In another instance, he had to encounter a severe storm along The great ocean road. Arith had gotten news about the storm and hoped to make his way to town before it hit.

But as fate had it he had to deal with five tire punctures that day. As the storm hit, he was completely soaked. The winds were so strong that he barely managed to get to a forest and set up his tent.

The next morning, Arith pushed his bike for nearly 15 kilometers into town and managed to seek shelter in a public washroom.

This wasn’t his only challenge though. Arith describes that moment where he had to cross the Nullarbor plain, as one of his hardest tasks. At this point, the 40 degree heat had got to him and Arith had started hallucinating. He would’ve blacked out, had he not got to shelter in time.

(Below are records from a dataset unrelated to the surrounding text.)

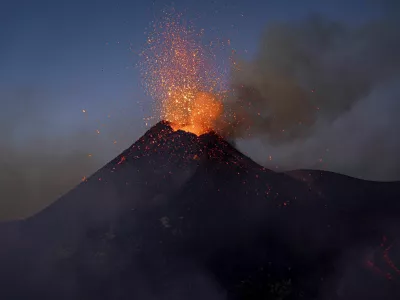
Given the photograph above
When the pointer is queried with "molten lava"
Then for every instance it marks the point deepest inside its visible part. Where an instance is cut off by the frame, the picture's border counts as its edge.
(179, 74)
(193, 113)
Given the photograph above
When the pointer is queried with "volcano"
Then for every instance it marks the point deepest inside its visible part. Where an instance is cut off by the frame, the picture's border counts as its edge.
(180, 216)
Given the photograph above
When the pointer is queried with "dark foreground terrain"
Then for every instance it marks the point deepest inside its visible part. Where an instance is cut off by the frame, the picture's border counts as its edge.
(177, 216)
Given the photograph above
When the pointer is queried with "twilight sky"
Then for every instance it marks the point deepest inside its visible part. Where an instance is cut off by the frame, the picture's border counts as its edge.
(60, 57)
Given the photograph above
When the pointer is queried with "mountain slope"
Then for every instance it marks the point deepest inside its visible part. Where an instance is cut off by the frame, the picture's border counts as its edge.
(178, 216)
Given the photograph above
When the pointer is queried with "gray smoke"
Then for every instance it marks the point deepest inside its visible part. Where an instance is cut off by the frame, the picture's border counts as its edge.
(321, 94)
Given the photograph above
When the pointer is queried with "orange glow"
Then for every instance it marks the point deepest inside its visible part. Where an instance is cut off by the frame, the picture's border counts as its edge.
(196, 115)
(177, 72)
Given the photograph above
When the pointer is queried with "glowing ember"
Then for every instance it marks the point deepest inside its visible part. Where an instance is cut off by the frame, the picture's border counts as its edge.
(178, 74)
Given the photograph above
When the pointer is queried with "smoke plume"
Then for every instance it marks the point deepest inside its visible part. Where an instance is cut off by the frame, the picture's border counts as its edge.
(321, 94)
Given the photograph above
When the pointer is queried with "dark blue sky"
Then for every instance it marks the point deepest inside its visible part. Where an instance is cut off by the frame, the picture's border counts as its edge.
(81, 54)
(59, 57)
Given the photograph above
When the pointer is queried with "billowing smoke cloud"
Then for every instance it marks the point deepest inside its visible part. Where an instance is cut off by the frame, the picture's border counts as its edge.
(321, 94)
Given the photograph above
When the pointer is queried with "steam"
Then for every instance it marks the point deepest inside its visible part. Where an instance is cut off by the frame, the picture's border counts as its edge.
(39, 161)
(321, 94)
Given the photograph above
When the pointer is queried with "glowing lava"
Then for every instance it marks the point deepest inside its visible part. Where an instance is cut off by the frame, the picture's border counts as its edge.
(196, 114)
(177, 72)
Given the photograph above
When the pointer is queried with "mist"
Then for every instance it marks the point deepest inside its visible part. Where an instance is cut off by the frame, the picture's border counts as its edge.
(321, 94)
(41, 158)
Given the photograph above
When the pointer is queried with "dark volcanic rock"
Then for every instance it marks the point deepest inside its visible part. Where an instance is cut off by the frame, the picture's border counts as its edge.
(178, 216)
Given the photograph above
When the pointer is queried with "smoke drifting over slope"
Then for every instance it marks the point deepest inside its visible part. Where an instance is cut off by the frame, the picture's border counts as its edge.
(40, 157)
(322, 94)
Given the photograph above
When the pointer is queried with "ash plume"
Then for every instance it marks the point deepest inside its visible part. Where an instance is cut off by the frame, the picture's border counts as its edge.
(321, 94)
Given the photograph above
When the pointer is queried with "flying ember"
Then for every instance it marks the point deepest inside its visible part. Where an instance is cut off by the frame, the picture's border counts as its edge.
(178, 73)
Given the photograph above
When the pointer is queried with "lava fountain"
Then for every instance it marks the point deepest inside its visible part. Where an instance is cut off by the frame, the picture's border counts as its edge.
(178, 72)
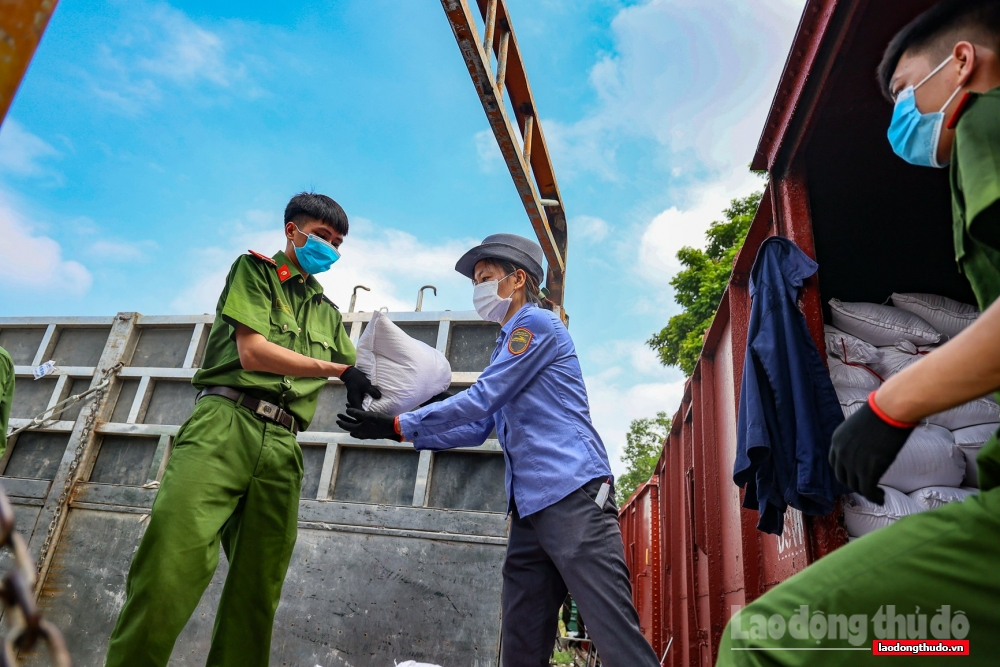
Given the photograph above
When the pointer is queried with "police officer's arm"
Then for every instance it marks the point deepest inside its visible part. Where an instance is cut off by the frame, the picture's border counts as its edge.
(506, 376)
(963, 369)
(247, 308)
(258, 354)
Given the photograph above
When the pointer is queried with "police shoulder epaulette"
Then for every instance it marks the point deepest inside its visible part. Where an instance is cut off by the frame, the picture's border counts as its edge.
(262, 257)
(963, 106)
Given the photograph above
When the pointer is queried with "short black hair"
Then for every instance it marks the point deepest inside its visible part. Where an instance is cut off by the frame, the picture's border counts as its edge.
(968, 20)
(311, 206)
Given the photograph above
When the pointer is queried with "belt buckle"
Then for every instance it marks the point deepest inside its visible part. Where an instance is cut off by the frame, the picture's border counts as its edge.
(267, 410)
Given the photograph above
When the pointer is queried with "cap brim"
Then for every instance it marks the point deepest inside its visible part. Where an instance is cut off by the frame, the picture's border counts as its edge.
(466, 265)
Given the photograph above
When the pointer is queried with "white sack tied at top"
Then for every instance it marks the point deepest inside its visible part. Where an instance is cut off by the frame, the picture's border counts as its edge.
(406, 371)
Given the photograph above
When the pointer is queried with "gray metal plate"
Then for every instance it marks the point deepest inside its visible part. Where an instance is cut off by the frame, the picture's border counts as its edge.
(31, 396)
(124, 402)
(380, 476)
(77, 386)
(171, 402)
(312, 460)
(22, 344)
(349, 598)
(164, 347)
(124, 459)
(471, 346)
(36, 455)
(80, 347)
(332, 399)
(468, 481)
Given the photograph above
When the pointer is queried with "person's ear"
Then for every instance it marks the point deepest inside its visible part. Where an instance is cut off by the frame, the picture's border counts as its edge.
(965, 57)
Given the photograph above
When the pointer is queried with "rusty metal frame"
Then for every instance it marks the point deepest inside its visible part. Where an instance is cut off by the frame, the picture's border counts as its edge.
(525, 152)
(21, 26)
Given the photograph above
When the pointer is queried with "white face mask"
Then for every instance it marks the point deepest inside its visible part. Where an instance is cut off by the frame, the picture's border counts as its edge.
(487, 300)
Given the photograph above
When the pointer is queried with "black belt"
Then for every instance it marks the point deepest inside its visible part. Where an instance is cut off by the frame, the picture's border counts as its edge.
(268, 411)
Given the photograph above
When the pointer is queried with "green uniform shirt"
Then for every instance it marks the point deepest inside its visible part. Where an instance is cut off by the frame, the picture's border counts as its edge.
(274, 299)
(6, 394)
(975, 194)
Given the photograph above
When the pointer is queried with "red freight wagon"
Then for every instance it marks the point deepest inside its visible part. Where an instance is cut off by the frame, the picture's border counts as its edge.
(875, 225)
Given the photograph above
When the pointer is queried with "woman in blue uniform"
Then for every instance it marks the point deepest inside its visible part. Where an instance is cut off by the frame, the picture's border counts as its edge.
(534, 395)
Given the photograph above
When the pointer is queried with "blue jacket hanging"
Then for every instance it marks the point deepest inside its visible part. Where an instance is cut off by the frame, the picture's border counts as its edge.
(788, 406)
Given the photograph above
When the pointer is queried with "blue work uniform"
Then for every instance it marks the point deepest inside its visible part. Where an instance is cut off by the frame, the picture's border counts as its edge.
(560, 539)
(533, 394)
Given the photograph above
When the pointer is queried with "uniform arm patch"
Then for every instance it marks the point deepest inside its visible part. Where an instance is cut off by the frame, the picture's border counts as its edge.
(261, 256)
(519, 341)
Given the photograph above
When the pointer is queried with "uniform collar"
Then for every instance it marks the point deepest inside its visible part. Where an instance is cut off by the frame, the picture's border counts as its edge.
(288, 272)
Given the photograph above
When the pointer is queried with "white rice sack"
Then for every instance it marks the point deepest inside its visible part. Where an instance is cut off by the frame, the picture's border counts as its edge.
(933, 497)
(969, 441)
(849, 348)
(861, 516)
(980, 411)
(896, 358)
(406, 371)
(851, 399)
(856, 376)
(929, 458)
(946, 315)
(882, 325)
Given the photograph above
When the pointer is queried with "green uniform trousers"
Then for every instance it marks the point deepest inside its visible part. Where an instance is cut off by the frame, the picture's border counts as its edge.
(933, 572)
(232, 478)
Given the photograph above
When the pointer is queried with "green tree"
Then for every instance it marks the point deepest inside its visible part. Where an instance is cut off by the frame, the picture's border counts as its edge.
(642, 451)
(700, 284)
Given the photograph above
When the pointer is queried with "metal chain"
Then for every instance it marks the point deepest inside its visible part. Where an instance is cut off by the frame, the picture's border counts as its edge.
(26, 626)
(88, 428)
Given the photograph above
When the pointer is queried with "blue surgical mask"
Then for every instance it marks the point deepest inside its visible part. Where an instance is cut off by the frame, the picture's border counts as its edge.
(914, 136)
(315, 255)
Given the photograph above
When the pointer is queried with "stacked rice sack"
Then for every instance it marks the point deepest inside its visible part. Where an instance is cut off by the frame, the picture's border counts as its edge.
(869, 343)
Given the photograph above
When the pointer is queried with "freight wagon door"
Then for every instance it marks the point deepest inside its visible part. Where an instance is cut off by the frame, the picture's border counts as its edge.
(398, 554)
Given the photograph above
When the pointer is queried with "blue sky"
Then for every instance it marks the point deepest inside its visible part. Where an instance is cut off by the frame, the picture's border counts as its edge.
(151, 143)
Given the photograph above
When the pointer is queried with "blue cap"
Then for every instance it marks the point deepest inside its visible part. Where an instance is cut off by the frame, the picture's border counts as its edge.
(523, 252)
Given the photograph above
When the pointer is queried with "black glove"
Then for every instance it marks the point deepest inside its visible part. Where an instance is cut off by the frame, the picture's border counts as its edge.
(863, 448)
(367, 425)
(444, 395)
(358, 385)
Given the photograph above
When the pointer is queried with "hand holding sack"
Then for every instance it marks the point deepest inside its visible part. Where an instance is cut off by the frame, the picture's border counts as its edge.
(358, 386)
(865, 446)
(368, 425)
(407, 371)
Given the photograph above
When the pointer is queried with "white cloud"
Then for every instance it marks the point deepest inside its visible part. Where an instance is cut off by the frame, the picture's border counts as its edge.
(675, 227)
(22, 153)
(121, 251)
(696, 76)
(392, 263)
(156, 46)
(185, 52)
(588, 228)
(635, 388)
(35, 262)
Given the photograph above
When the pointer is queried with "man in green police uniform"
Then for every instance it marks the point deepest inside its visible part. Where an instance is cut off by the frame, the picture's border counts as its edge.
(235, 470)
(6, 394)
(933, 575)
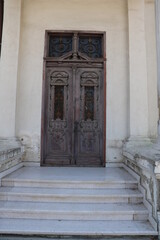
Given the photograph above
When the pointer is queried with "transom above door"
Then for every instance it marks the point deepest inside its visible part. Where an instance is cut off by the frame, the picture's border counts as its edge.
(73, 115)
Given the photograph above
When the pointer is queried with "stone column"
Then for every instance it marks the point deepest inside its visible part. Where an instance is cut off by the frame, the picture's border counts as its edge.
(157, 3)
(137, 72)
(9, 67)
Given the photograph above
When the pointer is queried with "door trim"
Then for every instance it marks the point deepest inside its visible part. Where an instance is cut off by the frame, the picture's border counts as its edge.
(44, 88)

Despite how hard it is though, Arith pushes on. “When you come out from the other side you think, ok I have done it, I can deal with it. Then you start thinking , “ok I can do more now, something a little bit tougher and continue going. And when you finally look back, you realize that you just cycled half way across a continent.”

Through his journey, Arith wants to inspire everyone to follow their dreams. He tells us, nothing happens in one go, you just have to take one day at a time. And if you keep pushing all the challenges and breaking the boundaries you can achieve some incredible things in life. “This is what excites me to keep going.”